I am carrying out logistic regression on a a mix of categorical and numeric features.
I want to create a pipeline, that does some transforms, but also includes a StandardScaler
on the numeric columns, but not the categorical columns.
Here is how my pipeline currently looks:
# Categorical Features (which are all strings)
stringindexers = [StringIndexer(
inputCol=column,
outputCol=column+"_Index") for column in categorical_columns]
onehotencoder_categorical = OneHotEncoderEstimator(
inputCols = [column + "_Index" for column in categorical_columns],
outputCols = [column + "_Vec" for column in categorical_columns])
categorical_columns_class_vector = [col + "_Vec" for col in categorical_columns]
categorical_numerical_inputs = categorical_columns_class_vector + numerical_columns
# Assembler for all columns
assembler = VectorAssembler(inputCols = categorical_numerical_inputs,
outputCol="features")
pipeline = Pipeline(
stages=[*stringindexers,
onehotencoder_categorical,
assembler,
StandardScaler(
withStd=True,
withMean=False,
inputCol="features",
outputCol="scaledFeatures")
]
)
pipeline.fit(df_pivot_sample).transform(df_pivot_sample).limit(2).toPandas()
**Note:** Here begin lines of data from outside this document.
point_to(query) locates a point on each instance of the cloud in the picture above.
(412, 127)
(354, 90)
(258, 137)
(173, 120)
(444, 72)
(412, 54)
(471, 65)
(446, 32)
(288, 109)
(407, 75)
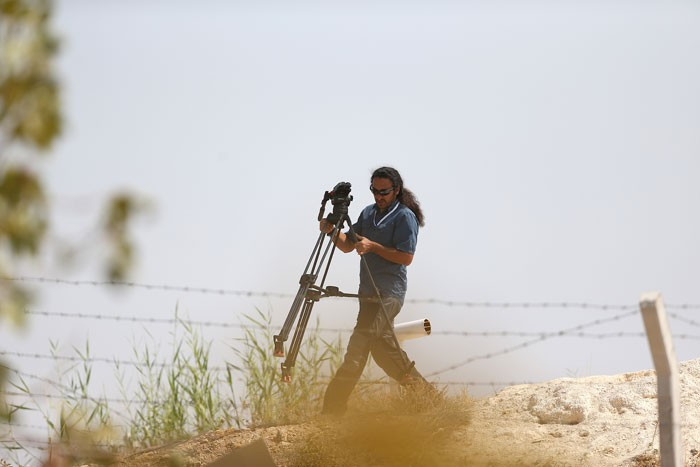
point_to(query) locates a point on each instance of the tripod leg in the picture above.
(291, 359)
(306, 280)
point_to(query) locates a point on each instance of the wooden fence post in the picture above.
(668, 381)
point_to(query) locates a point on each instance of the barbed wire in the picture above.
(684, 319)
(252, 293)
(529, 343)
(171, 321)
(63, 387)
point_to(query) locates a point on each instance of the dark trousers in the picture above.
(371, 335)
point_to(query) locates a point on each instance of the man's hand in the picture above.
(363, 245)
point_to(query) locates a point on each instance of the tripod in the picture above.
(309, 292)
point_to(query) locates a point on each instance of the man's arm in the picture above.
(365, 245)
(342, 241)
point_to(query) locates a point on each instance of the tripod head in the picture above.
(340, 198)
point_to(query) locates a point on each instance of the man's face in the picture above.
(384, 192)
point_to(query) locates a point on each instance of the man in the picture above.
(387, 233)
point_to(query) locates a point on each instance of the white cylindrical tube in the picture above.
(412, 329)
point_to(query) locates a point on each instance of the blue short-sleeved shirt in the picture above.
(397, 228)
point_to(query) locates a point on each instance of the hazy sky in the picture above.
(554, 146)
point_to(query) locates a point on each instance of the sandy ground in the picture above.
(595, 421)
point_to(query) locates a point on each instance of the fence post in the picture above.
(667, 379)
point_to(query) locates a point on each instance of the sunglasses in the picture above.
(381, 192)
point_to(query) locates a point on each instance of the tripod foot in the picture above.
(286, 374)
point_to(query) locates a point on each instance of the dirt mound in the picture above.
(595, 421)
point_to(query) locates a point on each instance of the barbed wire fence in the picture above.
(581, 331)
However, this applies the Standard Scaler to all of the columns, including those that have been transformed from being categorical features.
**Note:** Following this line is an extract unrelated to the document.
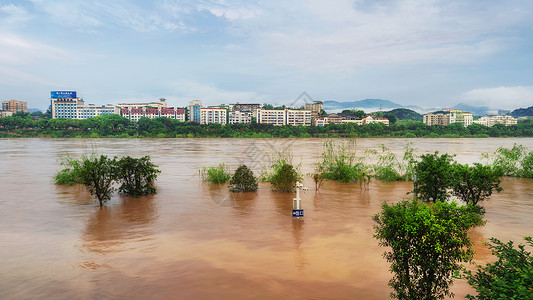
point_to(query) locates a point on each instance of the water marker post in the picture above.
(297, 210)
How do I structure the above pipeline, so that I only perform the StandardScaler on the numeric columns? Do I need to change the order of the vector assembler.
Should I change the assembler, to only do the assmebler after I've scaled the numeric columns. And save the new columns with a new column suffix?
This answer seems to indicate this is the right way tot go for scikit-learn, but I don't know how to do it for ML Pyspark.